That’s what I’m calling my shrink from now on. When I went to see him yesterday he listened to my symptoms, wrote down some things, then said “since you were in a depressive episode for the last month or so, I’m predicting that you’re going to be looking at a manic upswing soon.” Like I should be worried about a low-pressure front or something. I don’t like that much. Drops in the barometric pressure give me migraines.
Sorry. I think this is what they call “deadpan.”
Anyway, I went to the psychiatrist yesterday. He said some things that made me have thoughts for most of the day yesterday. Deep thoughts. Relieved thoughts. Sort of. I’m still trying to work through some of them, so if you’re looking for me to be terribly amusing or snarky today, back away slowly from the computer and come back tomorrow so I can tell you about Persona 4 Arena.
I now have an official triple diagnosis of Bipolar Disorder I, panic disorder and agoraphobia. Oh yeah, I wasn’t content with being a functioning bipolar member of society. I thought I’d have myself a messy little breakdown with a tidy little psychotic episode on the side, then I’d wrap a scarf around my head, put on my black glasses and retreat gracefully into my home saying “I vant to be alone.”
Or maybe that’s not how it happened at all. Unfortunately, people seem to be of the opinion that it’s exactly how things happened. I’m not sick, I’m lazy. Never mind that I can’t drive anymore, or that I rarely leave the house and when I do it’s clinging desperately to Mister E. Please disregard that talking on the phone to a strange person gives me panic attacks so severe I have to take several pills to calm down. And let’s not mention the fact that I can’t make my body do what I want. I should suck it up, get over it, pull myself up by my bootstraps, and cowboy up because mental illness isn’t really a thing.
I already knew I was agoraphobic. How could I not with all of those things in mind? I even wrote about it on Band Back Together. But there’s something about seeing a diagnosis written on a form that makes it feel real. Like a steel door slamming shut behind me. I’m suddenly trapped by it the same way I’m trapped in my house and in my head. The worst thing is that I know I’m trapped. It would be so much easier if I didn’t.
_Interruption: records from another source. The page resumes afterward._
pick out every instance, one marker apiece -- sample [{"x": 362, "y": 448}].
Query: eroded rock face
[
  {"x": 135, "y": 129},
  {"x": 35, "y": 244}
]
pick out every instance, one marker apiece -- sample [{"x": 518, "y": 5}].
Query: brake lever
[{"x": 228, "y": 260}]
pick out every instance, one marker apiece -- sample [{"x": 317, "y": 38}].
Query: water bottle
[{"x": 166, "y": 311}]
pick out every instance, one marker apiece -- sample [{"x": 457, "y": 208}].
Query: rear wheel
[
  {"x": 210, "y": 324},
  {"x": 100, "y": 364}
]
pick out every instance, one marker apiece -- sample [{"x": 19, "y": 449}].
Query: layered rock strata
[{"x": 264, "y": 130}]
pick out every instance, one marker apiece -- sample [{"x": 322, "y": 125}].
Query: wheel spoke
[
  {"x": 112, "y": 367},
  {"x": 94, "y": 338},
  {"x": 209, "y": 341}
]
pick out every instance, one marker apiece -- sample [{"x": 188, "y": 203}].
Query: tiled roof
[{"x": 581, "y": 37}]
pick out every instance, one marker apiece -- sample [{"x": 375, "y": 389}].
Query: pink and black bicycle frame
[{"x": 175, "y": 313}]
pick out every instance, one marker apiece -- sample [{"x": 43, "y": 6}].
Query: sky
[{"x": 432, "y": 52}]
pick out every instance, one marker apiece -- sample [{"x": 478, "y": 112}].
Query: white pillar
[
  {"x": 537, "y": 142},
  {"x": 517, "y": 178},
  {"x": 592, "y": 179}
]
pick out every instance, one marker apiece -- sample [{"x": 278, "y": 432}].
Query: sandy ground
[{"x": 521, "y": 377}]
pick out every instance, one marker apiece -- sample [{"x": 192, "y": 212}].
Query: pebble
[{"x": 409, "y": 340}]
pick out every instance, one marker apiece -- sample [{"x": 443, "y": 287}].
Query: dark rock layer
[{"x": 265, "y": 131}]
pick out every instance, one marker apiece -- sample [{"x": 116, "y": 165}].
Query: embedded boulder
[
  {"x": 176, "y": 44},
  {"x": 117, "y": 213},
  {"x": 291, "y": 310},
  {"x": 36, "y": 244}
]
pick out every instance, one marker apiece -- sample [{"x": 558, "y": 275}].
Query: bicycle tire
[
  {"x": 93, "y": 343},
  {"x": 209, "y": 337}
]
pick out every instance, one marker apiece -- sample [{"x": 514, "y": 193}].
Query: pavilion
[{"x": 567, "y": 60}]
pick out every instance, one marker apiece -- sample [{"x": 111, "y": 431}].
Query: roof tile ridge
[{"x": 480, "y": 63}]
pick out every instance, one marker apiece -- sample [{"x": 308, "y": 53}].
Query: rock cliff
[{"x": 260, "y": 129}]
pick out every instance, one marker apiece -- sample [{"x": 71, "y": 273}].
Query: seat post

Movies lie. In movies, the person who is agoraphobic is just a person who has given up and all they need is the love and friendship of the perfect person (often a Manic Pixie Dream Girl or her male analogue) to help them see that life is worth living and they trip along out into the sunshine of a brand new world. In reality, it’s going to take a lot of therapy to get me anywhere near back to normal, which means I’m going to have to find a one-on-one therapist I can trust. That in and of itself is going to be a task.
I think the thing that’s really on my mind is how I’m never going to get better. Shrink wrote on the form yesterday that “the disability is permanent.” Meaning that even if I’m able to function again, I’m always going to be screwed up. There’s never going to be a time I’m not bipolar or have panic disorder, and unlike some lucky people I probably won’t be able to have a normal life.
I’m officially “disabled” now by my mental illness and as much as I would like to let the psychosis take over and crush this horrible self-awareness, I can’t. And it sucks.